Dawn Serra: That’s the power of creating a relationship like this. If you’ve married your best friend and you have this wonderful relationship, then start cultivating that depth and start nudging at each other. Like, “What if you weren’t allowed to touch me all night long, and I was just going to touch you? What would that feel like? And being OK with being like, “Oh, god. That feels so uncomfortable.”

Karen BK Chan: Yeah. I love how you put that – feeling safe to go to places that aren’t safe. 

Dawn Serra: Yeah. Oh, my gosh. Oh, my gosh. That felt so good. Well, I hope Natalie that that got you at least a jumping off point for exploring new ways to communicate with your wife about sex. I think that BK’s advice of just starting with questions about sex and making it part of your daily conversations and your regular date nights and when you two are just chatting will help create that foundation that you can build on to then start sharing the more personal stuff and asking the more personal questions. Also, exploring each other’s experiences and assumptions. I think that that’s a really powerful place to be.

OK. We’re right at the hour and I want to know, do you want to go for a few more minutes and answer one more question or do you need to wrap up? 

Karen BK Chan: I have time for you. Absolutely.

Dawn Serra: Yay! OK. I got this question from a listener named Lindsay. She sent a jumble of questions, a whole bunch of them. I’ve been answering them piecemeal as I have different guests on. This one, I thought, was a really interesting question, and it’s about rape fantasies. So would you be willing to roll around in this a little bit with me? 

Karen BK Chan: Yeah. 

Dawn Serra: OK. Lindsey says, “The second question that I have is a little more difficult for me to articulate. I don’t want to sound defensive, and I’m genuinely curious. You’ve talked a few times on the show about sadism and rape play. You even had a sadism expert on the show.” – who was Frozen Meursault. 
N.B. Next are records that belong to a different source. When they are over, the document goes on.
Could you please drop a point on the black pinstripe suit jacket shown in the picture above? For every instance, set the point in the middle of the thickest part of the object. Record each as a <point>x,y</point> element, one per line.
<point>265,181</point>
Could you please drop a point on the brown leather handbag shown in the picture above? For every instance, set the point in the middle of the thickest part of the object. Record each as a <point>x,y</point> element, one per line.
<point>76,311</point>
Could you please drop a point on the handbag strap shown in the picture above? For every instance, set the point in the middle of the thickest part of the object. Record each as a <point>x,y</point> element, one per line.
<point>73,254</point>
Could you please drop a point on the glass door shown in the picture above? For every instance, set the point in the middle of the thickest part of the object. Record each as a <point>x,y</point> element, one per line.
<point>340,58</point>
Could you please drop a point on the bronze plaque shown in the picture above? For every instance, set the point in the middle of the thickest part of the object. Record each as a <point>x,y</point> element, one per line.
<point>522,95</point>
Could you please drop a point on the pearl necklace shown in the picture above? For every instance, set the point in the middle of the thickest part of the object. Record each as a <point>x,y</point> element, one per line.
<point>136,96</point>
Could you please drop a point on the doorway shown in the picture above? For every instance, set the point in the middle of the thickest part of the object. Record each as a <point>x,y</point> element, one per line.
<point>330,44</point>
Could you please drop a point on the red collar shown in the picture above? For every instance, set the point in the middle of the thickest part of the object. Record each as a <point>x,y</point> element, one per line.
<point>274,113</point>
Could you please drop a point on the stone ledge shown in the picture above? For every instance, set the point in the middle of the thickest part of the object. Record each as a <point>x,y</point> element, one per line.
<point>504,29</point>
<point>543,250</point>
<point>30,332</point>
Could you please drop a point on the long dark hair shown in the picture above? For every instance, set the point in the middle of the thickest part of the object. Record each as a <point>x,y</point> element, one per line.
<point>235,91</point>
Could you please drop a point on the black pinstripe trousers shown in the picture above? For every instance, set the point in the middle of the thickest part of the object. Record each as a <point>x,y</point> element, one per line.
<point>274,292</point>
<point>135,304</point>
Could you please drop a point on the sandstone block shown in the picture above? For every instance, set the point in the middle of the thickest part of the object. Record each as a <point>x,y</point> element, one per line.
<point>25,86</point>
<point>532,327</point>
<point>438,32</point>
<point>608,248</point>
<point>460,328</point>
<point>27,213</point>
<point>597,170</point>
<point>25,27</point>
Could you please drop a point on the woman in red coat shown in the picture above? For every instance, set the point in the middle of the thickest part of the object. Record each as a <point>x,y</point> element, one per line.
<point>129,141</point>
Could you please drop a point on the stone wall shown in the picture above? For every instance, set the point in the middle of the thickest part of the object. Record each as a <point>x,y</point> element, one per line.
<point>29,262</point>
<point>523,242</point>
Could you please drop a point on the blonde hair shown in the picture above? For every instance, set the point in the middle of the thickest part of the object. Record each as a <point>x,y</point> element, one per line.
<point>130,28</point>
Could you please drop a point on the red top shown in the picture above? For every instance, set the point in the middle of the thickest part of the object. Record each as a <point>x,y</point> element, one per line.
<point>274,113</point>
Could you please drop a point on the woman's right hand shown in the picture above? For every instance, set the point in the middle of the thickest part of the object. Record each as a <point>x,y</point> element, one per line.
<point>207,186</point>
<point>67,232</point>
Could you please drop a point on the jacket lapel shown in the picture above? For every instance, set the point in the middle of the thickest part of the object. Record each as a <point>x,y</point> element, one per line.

She says, “I guess I’m still struggling with how these acts are intimate. I can see rape play being empowering for someone who has been raped to now be the rapist in their fantasies or scenes. But how is it helpful or arousing if the reverse is true? A rape survivor being raped again in their fantasy? I also struggle with what causes someone to enjoy or be aroused by seeing someone else in pain or crying. These may be difficult questions to answer, but I’m really trying to understand. Honestly, partially because I occasionally have rape-ish fantasies, even though I’m terrified of rape in real life, and I struggle with why I think of that.”

Karen BK Chan: What a great question.

Dawn Serra: I know. I agree. I love the vulnerability in this question. Lindsay, I love that you’re asking a question that both scares you and makes you uncomfortable, but you still also have this curiosity around it. That’s an attitude that really resonates with me. What are your initial thoughts as we dig into this?
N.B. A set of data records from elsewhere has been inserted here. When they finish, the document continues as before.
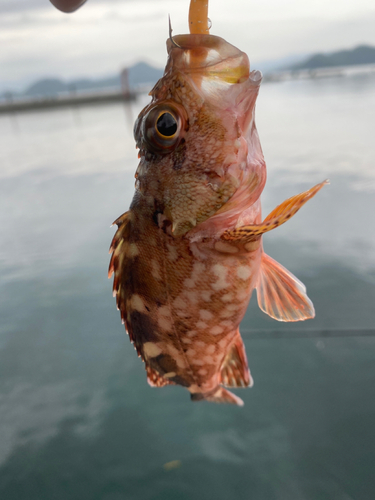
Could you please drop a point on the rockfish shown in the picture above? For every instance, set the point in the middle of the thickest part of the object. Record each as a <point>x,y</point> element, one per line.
<point>188,253</point>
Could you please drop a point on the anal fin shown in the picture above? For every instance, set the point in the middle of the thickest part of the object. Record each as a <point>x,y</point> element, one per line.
<point>280,294</point>
<point>154,378</point>
<point>235,371</point>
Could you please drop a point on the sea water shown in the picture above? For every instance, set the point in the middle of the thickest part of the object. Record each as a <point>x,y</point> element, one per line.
<point>77,417</point>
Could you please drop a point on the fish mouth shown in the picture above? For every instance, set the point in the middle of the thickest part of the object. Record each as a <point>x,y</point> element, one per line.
<point>207,56</point>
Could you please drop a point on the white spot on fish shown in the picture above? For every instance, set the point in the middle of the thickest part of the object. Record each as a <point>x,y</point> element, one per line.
<point>252,245</point>
<point>137,304</point>
<point>226,314</point>
<point>172,253</point>
<point>155,270</point>
<point>198,362</point>
<point>151,350</point>
<point>165,323</point>
<point>242,295</point>
<point>216,330</point>
<point>244,272</point>
<point>201,325</point>
<point>227,297</point>
<point>132,250</point>
<point>221,272</point>
<point>232,307</point>
<point>179,303</point>
<point>210,349</point>
<point>191,296</point>
<point>205,315</point>
<point>189,283</point>
<point>206,296</point>
<point>222,246</point>
<point>194,389</point>
<point>199,343</point>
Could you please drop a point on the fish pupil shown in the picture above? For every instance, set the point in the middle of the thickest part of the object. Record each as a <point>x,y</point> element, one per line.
<point>166,125</point>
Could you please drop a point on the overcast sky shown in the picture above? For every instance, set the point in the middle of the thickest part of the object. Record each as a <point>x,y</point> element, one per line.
<point>103,36</point>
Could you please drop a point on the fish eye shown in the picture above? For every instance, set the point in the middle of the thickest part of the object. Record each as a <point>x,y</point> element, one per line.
<point>166,124</point>
<point>162,128</point>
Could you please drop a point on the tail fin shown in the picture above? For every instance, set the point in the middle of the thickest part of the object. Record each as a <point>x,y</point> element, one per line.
<point>220,395</point>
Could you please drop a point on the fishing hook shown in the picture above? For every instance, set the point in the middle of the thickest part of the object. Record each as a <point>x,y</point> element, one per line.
<point>170,34</point>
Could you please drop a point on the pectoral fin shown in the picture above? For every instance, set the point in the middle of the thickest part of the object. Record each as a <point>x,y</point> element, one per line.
<point>280,294</point>
<point>277,217</point>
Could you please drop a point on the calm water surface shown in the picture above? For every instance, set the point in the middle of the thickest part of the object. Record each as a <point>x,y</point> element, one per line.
<point>78,420</point>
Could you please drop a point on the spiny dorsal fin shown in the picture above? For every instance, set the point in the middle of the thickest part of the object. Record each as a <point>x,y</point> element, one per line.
<point>235,371</point>
<point>278,216</point>
<point>280,294</point>
<point>155,379</point>
<point>118,262</point>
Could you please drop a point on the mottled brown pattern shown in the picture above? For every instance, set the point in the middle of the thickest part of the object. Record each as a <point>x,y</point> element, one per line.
<point>188,254</point>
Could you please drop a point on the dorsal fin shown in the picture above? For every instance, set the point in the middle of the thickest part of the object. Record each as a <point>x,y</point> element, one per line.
<point>155,379</point>
<point>235,371</point>
<point>280,294</point>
Karen BK Chan: I have so many.

Dawn Serra: Yeah. Me, too.

Karen BK Chan: I’ll pick one, and that is I think rape and sexual violence is so prevalent in every day. We witness it, we watch it in movies. That it affects all of us, even folks who are not survivors. I feel like what healing and what pleasure and what transformation that’s available to go through rape play is actually there for everyone who might have experienced these kinds of violences – directly, indirectly or just somewhere in between. And that the healing and the good things that come out of it is to be able to be in control and recontextualize something that is so intense, so stimulating in that way that it stimulates all of our senses. It triggers all kinds of responses within the psyche, within our spirit, within our bodies, and do it on our own terms. I think that’s puzzle piece number one. What are you thinking, Dawn?

Dawn Serra: Well, I have two thoughts on that. The first is, I really resonate with what you just said about getting to retell the story. As a rape survivor, there is something, for me, very empowering about choosing to give my power away, and being able to play that out with someone that I trust. It’s this retelling of what it means to have either my power taken away or giving my power away. So I really love this perspective that you’re offering around. healing. 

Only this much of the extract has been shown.